Dave agreed. “A lot of people pop in on the way to work or way home from work, and now there’s no parking and the road is closed, they don’t. Or if they do, people have just been parking where they can, all over the pavements, everywhere,” he said.
“Trade is pretty much sh** now, the whole of South Bristol has become horrendous, what with the Malago Road being closed too. Last Wednesday, for example, I only took £62 in the whole day,” he added.
Dave John said he put a post on his butcher’s shop Facebook page pointing out the ring of Herras fencing that now fills the road, and the impact on his business. “It went a bit viral,” he said. “So many people commented, it has so far been seen by more than 11,000 people,” he added.
He also complained to Bristol City Council and did receive a response last week. The council explained in detail what had caused the delays, and it is complicated.
"The delays have come about due to the identification of multiple gas services that cross the carriageway in each section that is dug," the council's transport engagement team told the butcher. "The gas services could not be located because they have been 'moled' through.
"This is a technical term in the industry. As a brief explanation, it is a method used to lay pipes and ducting, which does not need a trench to be built for the pipes to be laid.
"This meant that the contractors had to hand dig around locations they anticipated gas services will be, therefore taking longer than planned to complete. The delays have been exacerbated by absences due to Covid and the national shortage of HGV drivers, which means there is not the same turn-around time to remove excavated material and bring back-fill material in," they added.
The council apologised for the delays, which have turned a six-month job into a nine-month-and-counting one. "We apologise for this, and the inconvenience this is causing you and your neighbours
"The project team is doing everything in their power to bring this project to completion as soon as possible, including keeping an eye on the contractor on site to ensure that they are working to the updated schedule," they added.
After inquiring about the length of time the road has been closed for, Bristol City Council issued a statement late on Friday.

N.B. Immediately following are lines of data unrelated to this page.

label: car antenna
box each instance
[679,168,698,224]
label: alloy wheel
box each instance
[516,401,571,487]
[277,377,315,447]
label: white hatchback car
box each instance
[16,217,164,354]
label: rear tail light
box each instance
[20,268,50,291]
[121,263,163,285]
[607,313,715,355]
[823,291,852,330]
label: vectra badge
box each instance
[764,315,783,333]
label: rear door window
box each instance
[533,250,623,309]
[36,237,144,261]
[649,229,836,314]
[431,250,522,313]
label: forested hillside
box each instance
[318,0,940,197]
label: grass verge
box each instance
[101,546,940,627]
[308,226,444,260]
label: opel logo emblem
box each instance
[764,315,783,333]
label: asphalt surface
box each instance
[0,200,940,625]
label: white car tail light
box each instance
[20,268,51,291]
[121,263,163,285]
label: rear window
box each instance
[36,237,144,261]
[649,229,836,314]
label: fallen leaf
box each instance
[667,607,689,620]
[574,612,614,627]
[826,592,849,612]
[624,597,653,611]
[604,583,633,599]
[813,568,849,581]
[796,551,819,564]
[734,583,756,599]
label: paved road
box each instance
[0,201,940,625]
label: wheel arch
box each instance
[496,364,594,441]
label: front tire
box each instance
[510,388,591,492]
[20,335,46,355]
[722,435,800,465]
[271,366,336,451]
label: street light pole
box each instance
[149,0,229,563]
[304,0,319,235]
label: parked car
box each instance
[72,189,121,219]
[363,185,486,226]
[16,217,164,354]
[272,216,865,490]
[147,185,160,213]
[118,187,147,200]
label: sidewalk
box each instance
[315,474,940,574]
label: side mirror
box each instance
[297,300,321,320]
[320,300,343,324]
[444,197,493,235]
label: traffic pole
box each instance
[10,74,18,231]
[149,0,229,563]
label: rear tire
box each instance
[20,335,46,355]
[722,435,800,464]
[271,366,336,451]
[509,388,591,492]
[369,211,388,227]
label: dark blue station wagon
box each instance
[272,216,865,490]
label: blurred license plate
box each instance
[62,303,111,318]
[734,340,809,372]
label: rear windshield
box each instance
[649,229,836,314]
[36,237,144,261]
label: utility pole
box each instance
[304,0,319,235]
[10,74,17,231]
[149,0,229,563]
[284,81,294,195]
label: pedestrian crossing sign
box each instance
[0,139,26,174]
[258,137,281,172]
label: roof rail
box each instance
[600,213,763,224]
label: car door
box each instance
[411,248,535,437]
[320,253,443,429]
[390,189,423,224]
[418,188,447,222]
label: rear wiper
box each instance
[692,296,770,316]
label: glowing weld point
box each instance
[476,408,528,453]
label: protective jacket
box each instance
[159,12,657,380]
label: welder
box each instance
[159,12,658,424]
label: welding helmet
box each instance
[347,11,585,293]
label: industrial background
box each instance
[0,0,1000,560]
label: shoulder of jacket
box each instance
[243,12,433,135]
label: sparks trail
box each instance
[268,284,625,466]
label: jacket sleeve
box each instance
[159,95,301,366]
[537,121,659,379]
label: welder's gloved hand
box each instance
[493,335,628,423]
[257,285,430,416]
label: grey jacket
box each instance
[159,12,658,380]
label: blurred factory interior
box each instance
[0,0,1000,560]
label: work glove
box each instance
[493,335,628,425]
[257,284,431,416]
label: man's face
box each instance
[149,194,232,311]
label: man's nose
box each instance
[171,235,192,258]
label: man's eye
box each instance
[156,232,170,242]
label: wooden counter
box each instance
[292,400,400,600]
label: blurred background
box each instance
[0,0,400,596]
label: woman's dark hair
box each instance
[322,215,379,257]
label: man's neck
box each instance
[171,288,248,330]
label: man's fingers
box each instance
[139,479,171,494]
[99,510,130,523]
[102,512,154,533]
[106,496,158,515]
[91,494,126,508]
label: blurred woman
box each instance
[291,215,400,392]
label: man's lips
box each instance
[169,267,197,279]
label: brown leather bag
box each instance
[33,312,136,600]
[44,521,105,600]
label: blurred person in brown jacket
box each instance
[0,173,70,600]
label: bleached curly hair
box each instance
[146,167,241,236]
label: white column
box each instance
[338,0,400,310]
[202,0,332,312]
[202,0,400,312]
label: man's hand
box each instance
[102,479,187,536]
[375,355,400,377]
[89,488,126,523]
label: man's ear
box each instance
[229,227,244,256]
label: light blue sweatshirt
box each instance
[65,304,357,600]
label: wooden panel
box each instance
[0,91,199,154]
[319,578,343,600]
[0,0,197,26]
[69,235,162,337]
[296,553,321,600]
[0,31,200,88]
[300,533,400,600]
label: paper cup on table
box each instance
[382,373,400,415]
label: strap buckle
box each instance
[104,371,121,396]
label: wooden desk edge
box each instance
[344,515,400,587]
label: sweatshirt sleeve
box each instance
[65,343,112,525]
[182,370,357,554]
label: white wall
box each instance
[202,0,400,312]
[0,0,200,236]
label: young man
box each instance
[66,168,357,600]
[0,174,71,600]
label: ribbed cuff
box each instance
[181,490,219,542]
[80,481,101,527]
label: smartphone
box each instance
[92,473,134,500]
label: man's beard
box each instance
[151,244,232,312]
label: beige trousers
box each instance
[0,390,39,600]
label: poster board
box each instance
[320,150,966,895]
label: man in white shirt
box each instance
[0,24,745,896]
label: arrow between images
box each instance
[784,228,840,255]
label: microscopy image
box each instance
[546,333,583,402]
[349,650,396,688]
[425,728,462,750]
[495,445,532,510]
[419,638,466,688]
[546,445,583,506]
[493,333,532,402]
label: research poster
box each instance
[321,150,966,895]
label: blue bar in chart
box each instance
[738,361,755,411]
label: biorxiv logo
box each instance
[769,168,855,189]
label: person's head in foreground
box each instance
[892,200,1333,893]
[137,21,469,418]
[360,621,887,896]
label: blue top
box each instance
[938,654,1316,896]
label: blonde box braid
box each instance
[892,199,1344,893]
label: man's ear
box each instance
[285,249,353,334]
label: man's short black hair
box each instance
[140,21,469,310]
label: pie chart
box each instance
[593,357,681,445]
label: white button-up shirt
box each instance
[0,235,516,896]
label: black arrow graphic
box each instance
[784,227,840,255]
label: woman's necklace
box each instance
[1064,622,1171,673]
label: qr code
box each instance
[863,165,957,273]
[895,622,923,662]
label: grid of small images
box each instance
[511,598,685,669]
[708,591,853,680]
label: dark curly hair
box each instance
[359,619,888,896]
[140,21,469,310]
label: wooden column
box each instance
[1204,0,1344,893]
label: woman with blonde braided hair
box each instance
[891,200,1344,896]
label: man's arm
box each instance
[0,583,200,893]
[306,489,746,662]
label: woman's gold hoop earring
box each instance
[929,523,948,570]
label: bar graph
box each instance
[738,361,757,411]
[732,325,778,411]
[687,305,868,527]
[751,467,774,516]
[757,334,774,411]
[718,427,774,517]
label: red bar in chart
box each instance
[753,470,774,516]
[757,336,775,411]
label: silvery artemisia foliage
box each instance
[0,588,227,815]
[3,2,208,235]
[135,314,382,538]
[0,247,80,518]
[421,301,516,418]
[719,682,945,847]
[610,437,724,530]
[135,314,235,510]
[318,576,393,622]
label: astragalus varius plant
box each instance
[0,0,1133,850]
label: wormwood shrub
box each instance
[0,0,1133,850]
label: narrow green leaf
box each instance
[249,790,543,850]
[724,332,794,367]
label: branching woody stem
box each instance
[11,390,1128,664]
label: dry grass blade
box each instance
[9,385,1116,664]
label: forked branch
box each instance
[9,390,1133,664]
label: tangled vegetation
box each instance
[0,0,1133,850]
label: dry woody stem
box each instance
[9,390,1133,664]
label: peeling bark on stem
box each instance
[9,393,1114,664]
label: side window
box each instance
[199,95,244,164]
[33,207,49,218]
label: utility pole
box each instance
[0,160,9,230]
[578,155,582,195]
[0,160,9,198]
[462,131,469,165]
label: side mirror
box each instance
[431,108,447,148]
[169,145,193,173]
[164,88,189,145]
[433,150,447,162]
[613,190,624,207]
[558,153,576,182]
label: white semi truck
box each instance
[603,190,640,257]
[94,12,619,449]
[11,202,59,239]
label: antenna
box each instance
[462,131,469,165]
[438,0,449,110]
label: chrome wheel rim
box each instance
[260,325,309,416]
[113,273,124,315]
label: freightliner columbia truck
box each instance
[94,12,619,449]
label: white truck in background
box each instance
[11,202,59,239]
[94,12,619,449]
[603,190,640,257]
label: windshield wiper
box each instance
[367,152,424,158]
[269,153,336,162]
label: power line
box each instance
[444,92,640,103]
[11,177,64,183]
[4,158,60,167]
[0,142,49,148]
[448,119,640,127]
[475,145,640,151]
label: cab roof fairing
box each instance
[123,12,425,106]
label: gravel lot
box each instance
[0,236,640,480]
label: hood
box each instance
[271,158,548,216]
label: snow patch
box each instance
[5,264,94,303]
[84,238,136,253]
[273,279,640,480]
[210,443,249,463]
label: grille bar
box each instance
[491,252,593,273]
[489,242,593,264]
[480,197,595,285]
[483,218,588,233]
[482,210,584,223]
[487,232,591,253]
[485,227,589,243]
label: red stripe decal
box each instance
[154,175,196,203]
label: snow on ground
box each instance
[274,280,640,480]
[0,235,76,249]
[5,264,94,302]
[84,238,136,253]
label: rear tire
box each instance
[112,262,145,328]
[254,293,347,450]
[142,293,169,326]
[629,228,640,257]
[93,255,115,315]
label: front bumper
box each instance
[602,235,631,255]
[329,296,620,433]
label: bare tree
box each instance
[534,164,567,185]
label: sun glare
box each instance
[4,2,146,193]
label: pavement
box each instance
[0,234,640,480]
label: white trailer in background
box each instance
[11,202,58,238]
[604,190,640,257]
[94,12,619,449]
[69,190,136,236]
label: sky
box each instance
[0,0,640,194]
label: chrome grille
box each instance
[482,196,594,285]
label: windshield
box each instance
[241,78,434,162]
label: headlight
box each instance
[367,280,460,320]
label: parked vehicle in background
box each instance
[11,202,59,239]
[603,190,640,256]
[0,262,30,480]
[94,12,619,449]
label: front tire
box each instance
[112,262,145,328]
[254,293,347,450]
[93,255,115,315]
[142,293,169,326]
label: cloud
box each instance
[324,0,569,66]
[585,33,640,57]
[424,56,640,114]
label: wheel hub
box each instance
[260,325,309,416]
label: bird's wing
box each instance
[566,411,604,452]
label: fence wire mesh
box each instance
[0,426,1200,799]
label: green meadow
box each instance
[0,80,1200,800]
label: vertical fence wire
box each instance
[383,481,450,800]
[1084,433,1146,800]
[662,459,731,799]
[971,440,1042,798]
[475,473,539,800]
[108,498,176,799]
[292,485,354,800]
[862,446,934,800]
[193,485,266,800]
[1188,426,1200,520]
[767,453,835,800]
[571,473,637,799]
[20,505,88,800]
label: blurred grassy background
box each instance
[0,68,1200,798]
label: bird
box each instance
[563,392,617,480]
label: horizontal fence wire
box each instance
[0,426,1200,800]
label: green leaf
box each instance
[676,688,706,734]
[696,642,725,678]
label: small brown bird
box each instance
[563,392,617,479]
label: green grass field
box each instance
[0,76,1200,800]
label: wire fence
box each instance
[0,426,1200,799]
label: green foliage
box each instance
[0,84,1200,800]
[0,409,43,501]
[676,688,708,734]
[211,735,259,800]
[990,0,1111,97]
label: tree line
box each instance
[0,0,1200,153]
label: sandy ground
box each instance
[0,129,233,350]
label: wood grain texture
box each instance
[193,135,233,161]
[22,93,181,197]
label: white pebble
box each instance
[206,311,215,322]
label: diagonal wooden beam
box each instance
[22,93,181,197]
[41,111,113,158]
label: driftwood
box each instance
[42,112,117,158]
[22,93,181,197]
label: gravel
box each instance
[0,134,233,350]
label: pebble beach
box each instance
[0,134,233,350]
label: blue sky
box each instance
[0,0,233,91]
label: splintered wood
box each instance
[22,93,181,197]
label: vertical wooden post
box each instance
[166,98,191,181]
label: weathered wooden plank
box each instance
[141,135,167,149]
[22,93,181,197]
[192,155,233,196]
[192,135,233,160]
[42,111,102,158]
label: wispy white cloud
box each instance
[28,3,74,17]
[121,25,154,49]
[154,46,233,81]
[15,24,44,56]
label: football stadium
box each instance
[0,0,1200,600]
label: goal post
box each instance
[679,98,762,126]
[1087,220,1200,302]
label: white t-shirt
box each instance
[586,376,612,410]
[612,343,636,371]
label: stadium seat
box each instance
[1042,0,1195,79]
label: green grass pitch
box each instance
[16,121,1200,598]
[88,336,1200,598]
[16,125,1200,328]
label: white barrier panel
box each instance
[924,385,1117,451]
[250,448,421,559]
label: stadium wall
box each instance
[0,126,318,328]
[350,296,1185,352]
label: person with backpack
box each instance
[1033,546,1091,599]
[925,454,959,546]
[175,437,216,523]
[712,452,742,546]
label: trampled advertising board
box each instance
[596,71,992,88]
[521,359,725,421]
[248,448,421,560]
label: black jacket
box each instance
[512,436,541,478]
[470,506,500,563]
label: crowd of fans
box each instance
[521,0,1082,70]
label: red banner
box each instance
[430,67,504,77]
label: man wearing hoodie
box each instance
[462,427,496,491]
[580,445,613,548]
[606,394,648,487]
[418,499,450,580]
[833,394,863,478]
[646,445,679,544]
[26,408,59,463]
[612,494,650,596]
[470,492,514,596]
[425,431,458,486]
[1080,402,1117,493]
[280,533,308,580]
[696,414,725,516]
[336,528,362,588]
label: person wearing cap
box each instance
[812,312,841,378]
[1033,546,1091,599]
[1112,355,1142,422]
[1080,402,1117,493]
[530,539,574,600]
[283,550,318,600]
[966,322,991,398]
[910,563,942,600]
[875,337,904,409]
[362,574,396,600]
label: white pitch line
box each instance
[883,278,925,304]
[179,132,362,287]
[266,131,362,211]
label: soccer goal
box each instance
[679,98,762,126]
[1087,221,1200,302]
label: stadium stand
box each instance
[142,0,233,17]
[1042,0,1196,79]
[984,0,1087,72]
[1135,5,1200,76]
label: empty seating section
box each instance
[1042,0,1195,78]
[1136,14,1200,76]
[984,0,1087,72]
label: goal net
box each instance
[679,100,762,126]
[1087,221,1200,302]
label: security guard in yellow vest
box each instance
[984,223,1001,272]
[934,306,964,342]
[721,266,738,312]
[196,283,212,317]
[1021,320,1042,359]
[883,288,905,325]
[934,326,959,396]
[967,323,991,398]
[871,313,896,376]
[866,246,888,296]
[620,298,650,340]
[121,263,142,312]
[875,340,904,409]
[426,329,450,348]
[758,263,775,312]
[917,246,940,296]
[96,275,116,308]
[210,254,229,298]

It apologised for the disruption, gave new information that the road would be closed for the rest of August, and said that the project was always intended to take 'between six and nine months'.
“St Peters Rise, adjacent to Headley Park has needed essential maintenance for some time," a spokesperson said. "We invested £1.7 million capital funding to completely reconstruct the road, after complaints of potholes, road bouncing and previous efforts to stabilise the road through grouting and other methods.
“The planned works, which started in January, were due to take between six to nine months to complete. We have experienced some delays, due to the COVID-19 pandemic earlier in the year and utility services hindering excavations. Reconstruction work on St Peter’s Rise is due to finish at the end of August. Further surfacing work will be required on Church Road from St Peter’s Rise to the mini roundabout on Whitchurch Lane, which will take one week.
“We apologise for the inconvenience that the road closure and disruption has caused to local residents and businesses, while vital maintenance work has been taking place," she added.